EU urges Israel to call off West Bank home plans
BRUSSELS, Sep 6 (Reuters) The European Union today urged Israel to call off plans to build 690 new homes in two Jewish settlements in the occupied West Bank, branding the move illegal and apt to raise regional tensions further.
Government tenders were published on Monday inviting bids on 348 plots in the Maaleh Adumim settlement and 342 in Beitar Ilit, the largest number of housing bids for settlement building offered since Prime Minister Ehud Olmert took office on May 4.
''This planned construction threatens the viability of an agreed two-state solution.
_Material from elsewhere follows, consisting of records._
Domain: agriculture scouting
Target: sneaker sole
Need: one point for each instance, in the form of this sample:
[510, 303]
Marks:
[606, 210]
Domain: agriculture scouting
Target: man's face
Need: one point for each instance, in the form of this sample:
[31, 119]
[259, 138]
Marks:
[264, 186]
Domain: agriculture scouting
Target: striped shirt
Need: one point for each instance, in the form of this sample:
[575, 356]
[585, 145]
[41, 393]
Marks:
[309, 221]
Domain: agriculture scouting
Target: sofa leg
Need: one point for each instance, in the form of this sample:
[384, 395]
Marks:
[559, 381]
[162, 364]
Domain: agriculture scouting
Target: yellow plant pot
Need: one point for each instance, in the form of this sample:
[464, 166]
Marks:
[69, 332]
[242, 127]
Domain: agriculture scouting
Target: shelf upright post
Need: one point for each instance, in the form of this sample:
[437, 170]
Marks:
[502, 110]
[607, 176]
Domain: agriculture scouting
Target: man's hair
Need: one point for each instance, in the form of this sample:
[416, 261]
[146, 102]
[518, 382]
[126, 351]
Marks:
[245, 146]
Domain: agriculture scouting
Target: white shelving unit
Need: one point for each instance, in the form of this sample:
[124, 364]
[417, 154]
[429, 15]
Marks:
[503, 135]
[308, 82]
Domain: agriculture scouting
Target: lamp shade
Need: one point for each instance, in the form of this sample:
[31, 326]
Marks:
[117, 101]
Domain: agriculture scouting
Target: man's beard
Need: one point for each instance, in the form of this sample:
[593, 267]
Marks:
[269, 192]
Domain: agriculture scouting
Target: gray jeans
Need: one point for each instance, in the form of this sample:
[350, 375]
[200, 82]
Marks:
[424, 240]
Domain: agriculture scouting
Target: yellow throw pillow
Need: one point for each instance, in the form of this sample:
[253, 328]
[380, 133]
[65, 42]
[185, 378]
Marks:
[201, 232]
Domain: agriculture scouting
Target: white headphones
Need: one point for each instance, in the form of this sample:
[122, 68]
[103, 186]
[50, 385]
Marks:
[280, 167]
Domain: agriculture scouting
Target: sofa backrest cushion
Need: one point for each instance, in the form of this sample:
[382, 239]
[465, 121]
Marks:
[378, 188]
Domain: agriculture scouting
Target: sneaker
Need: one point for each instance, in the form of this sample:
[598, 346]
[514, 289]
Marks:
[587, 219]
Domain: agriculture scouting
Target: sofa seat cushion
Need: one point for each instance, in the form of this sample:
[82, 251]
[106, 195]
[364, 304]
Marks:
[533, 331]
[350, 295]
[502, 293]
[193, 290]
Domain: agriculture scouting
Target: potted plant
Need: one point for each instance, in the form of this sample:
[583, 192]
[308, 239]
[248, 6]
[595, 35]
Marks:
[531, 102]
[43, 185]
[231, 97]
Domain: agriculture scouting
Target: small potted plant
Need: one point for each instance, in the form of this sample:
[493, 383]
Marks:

Like all settlement activity, it is contrary to international law,'' EU President Finland said in a statement.
''Furthermore, the Presidency finds the solicitation of the tenders in question particularly unfortunate at a time when confidence-building measures are urgently needed in the region.'' The EU, whose nations have pledged to send over half of an expanded UN peace force of 15,000 to Lebanon, is pushing for a revival of West Asia peace efforts around the 2003 US-backed peace ''road map'', which sets out a path towards a Palestinian state co-existing alongside Israel.
Israel has an obligation under the road map to halt construction on land Palestinians seek for a state.
But Olmert has suspended an election pledge to set Israel's final borders through a unilateral pullback from parts of the West Bank after Israel's month-long war with Hizbollah guerrillas in Lebanon that ended with an August 14 truce.
Some 240,000 Jewish settlers and 2.4 million Palestinians live in the West Bank, a territory Israel captured in the 1967 West Asia war.
Israel disputes a World Court judgement that all Jewish settlements on occupied land are illegal. It points out that Palestinians have failed to meet their own obligation under the road map to dismantle militant groups.